I want to thank you all for your patience and understanding, as well as your support of the story. I've been horribly lax in replying to reviews but I read and appreciate all of them. And a special thank you to Eilwynn, who has often offered feedback, assistance and critique, and has generally put up with way too much in her efforts to get updates.

An actual story note - The three chapters that make up A Very Dursley Christmas were written side by side and each installment only became complete within the last twenty-four hours. It originally started as one chapter and just grew to insane proportions.


Chapter 21: A Very Dursley Christmas

Red, red, red. Like Santa's hat and cardinal wings and holly berries. Harry's smile lit up as he watched the white light of his fingertips change to match the vision in his mind, darkening quickly to a deeper scarlet than what the artificial lights outside his window held. He was very good with red but when he let the will to change the light go it turned back to white as it always did.

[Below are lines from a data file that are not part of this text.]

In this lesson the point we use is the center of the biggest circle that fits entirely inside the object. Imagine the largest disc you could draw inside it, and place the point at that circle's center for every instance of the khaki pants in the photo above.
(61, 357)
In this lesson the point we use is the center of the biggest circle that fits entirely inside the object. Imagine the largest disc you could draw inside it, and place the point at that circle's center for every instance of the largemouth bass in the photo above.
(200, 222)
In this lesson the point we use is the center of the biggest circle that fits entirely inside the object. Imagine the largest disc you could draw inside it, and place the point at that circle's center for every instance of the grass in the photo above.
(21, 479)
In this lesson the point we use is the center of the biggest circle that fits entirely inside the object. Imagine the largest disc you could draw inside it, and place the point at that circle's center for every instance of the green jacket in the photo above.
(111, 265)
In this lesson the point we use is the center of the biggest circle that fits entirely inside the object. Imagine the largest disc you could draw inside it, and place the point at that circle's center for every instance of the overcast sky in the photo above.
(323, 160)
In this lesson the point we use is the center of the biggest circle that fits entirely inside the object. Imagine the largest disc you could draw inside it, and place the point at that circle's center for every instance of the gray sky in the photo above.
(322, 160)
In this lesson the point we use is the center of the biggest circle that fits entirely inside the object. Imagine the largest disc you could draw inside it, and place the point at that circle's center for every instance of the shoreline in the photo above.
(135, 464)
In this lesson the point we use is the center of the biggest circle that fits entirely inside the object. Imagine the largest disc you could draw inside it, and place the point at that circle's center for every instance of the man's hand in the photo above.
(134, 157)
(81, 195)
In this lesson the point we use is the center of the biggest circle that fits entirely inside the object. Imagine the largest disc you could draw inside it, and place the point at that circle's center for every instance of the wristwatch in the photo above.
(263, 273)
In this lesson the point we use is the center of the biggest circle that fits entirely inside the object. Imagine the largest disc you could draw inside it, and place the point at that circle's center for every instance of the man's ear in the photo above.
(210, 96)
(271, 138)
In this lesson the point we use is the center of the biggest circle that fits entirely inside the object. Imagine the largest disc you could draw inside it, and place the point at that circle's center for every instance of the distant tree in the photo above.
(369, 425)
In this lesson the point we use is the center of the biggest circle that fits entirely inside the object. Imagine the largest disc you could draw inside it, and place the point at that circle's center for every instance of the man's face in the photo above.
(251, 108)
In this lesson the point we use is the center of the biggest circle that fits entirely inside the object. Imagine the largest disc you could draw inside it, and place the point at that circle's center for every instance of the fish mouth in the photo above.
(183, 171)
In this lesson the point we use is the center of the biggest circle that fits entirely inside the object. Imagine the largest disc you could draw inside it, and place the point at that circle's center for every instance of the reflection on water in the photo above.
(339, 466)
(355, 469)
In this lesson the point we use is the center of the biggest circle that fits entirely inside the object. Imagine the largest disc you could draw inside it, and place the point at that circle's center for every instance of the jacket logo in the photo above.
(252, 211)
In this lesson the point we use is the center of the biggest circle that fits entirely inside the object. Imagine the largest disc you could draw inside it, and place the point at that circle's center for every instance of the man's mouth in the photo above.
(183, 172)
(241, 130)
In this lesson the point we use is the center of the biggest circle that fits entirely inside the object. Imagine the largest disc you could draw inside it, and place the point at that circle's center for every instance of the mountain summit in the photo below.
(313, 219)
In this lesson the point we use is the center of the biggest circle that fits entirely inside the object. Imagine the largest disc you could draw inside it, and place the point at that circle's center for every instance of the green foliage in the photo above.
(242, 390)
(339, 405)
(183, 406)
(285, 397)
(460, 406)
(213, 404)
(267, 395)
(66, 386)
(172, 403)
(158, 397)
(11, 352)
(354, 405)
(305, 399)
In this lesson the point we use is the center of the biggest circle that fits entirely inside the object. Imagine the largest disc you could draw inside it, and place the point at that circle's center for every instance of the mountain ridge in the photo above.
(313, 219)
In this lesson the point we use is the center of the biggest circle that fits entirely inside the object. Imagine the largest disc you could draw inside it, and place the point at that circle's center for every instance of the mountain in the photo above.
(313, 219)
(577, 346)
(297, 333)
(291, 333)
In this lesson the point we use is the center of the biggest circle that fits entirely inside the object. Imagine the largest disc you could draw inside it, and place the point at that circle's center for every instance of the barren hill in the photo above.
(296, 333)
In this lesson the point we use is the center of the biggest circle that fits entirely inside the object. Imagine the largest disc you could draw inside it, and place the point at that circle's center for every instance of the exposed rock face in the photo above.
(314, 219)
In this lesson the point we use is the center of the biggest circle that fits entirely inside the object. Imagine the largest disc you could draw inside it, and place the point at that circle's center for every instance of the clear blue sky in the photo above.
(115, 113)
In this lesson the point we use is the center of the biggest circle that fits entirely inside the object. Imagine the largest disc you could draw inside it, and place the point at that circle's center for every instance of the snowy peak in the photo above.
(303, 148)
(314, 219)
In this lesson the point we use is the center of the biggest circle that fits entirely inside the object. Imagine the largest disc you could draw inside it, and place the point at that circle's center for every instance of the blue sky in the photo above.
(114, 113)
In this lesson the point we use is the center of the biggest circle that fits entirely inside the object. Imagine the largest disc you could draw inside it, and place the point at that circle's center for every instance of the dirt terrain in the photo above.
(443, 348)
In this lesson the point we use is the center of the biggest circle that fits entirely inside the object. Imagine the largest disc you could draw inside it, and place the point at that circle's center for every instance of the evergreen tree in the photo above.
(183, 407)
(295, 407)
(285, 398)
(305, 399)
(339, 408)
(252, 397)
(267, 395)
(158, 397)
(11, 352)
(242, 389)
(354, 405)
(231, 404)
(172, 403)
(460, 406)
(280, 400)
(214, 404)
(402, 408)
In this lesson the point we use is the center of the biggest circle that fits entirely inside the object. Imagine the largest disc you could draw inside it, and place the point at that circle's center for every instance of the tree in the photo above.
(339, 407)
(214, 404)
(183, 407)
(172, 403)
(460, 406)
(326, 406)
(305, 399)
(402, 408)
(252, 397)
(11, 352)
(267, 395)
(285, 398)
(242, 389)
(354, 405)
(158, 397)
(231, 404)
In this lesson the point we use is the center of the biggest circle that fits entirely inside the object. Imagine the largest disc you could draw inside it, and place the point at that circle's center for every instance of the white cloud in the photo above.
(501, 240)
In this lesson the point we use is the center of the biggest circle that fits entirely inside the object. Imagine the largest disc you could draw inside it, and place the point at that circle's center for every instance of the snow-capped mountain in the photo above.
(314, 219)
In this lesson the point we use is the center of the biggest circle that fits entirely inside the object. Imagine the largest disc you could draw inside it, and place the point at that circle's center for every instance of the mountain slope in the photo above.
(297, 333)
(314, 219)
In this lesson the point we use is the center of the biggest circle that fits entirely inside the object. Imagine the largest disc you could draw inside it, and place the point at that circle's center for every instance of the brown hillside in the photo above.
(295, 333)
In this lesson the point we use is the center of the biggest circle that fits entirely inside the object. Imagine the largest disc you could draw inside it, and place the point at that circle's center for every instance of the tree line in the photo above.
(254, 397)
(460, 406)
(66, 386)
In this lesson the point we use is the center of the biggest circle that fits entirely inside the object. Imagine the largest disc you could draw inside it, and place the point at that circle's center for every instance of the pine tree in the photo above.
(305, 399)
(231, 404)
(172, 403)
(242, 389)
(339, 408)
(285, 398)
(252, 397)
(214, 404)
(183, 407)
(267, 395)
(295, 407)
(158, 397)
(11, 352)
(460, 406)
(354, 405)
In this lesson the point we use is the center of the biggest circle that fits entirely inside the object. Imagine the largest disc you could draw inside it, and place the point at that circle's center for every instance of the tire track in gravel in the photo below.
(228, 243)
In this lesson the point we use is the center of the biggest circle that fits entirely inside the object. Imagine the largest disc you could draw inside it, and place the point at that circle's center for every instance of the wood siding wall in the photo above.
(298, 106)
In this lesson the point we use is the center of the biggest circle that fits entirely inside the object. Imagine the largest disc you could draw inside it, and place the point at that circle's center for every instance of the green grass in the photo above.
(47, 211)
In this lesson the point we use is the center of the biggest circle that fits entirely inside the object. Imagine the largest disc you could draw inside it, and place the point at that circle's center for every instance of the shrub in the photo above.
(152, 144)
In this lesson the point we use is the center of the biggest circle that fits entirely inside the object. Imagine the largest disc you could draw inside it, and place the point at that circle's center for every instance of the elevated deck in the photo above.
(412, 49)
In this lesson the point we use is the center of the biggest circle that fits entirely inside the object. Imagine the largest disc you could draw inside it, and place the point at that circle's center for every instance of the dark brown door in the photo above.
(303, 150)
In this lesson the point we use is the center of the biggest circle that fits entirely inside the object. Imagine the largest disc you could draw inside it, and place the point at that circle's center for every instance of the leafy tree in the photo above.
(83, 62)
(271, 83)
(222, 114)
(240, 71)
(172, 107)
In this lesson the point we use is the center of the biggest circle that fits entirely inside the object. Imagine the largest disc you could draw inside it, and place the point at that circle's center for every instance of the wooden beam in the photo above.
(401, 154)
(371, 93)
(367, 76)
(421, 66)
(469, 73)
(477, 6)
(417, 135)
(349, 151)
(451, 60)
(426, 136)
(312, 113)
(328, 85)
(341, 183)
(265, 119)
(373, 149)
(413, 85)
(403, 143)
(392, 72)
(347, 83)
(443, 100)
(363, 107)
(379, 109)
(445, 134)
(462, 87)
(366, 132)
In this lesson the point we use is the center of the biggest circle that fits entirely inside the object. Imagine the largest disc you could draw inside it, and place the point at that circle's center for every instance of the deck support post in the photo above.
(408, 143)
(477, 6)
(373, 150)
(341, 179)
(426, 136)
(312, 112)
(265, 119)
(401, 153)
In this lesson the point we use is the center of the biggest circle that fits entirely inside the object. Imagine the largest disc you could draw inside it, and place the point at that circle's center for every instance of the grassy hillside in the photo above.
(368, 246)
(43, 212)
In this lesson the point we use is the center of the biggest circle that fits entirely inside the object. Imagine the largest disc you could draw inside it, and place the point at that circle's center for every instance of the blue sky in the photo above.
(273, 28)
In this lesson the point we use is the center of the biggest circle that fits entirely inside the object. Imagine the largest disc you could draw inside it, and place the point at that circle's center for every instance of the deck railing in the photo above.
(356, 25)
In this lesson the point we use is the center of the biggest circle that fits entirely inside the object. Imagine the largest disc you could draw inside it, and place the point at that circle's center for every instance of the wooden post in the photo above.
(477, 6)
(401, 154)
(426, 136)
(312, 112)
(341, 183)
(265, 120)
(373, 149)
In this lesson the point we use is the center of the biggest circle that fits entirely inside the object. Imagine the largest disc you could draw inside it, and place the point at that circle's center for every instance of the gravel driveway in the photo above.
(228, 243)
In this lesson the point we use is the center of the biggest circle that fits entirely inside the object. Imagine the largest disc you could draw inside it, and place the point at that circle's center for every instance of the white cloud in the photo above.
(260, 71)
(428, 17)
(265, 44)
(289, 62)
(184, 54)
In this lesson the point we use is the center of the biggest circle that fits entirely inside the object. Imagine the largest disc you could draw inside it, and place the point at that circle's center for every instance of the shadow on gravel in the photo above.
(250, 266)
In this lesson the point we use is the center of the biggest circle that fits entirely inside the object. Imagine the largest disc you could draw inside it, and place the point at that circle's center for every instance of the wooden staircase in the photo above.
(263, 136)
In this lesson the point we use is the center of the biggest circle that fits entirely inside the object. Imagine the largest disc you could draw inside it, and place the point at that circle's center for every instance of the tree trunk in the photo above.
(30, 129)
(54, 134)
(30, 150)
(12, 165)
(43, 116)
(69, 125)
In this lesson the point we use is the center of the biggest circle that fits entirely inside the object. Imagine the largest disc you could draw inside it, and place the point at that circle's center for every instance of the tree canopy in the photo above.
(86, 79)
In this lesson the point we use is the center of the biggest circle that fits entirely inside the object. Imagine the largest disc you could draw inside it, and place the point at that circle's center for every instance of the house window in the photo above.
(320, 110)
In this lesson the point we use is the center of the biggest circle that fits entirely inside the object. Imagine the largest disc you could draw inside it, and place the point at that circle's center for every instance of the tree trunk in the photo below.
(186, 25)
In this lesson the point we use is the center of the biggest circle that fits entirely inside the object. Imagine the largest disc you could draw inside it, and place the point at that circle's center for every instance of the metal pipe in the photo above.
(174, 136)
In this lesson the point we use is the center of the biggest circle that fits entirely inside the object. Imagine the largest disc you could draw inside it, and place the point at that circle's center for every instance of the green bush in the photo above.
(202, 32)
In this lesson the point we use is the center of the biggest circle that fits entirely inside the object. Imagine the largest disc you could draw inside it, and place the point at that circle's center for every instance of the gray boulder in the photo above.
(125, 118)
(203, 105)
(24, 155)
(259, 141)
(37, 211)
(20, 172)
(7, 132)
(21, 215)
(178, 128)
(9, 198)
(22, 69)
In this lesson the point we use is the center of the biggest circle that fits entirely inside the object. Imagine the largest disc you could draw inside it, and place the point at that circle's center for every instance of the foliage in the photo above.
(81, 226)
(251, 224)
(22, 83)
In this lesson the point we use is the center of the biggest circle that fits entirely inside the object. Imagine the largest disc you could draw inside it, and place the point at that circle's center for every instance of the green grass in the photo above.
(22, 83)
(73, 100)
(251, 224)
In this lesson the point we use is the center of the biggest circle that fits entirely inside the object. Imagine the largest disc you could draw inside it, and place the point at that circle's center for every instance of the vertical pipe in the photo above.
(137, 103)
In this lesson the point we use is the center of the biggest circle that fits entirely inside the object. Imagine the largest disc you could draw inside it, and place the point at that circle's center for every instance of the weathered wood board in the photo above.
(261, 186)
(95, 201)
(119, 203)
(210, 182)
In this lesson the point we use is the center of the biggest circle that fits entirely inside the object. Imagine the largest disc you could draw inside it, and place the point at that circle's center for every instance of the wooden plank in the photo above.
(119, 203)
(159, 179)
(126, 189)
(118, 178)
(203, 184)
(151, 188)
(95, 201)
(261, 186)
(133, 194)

Harry had come up with the goal of being able to imitate the Christmas lights before his Uncle Vernon took them back down at the end of the holiday season. Admiring their cheerful glow, blaring not only around Number 4 Privet Drive but wrapped all about the trees and houses on nearly every street they drove through, Harry had been struck by the desire to join in the silent, joyful language through his own illumination.

He closed his eyes and focused on green, green, green, his mind scattered over the greens he knew best, his mother's eyes and new spring leaves and the garland hanging on the stair railing in the hall. When he looked he saw that the light briefly tinged mint before he lost the color as he always did. He thought the trouble was that the shades he saw most vividly in his mind were all so different.

"Harry," his Aunt Tuna called from the hallway, "we should get started now if we hope to finish before dinner."

He instinctively hid his hands behind his back even though the door was closed, the glow already fading from his fingertips. "Okay! I'll be down in a minute, Aunt Tuna."

"Be quick," she scolded. "I'm doing this for you."

Harry wondered how it was that something which should have sounded nice, and probably would have if it were said by anyone else, instead came out as a sour accusation when his Aunt Tuna said it. He chalked it up as a Dursley mystery, something special in the way their voices worked which other people didn't have, like a bird call for a duck that wouldn't get an answer from a pigeon.

He still smiled to himself at the words in spite of her tone. It wasn't very long ago when Aunt Tuna would not have done anything for him, with a sour face or not.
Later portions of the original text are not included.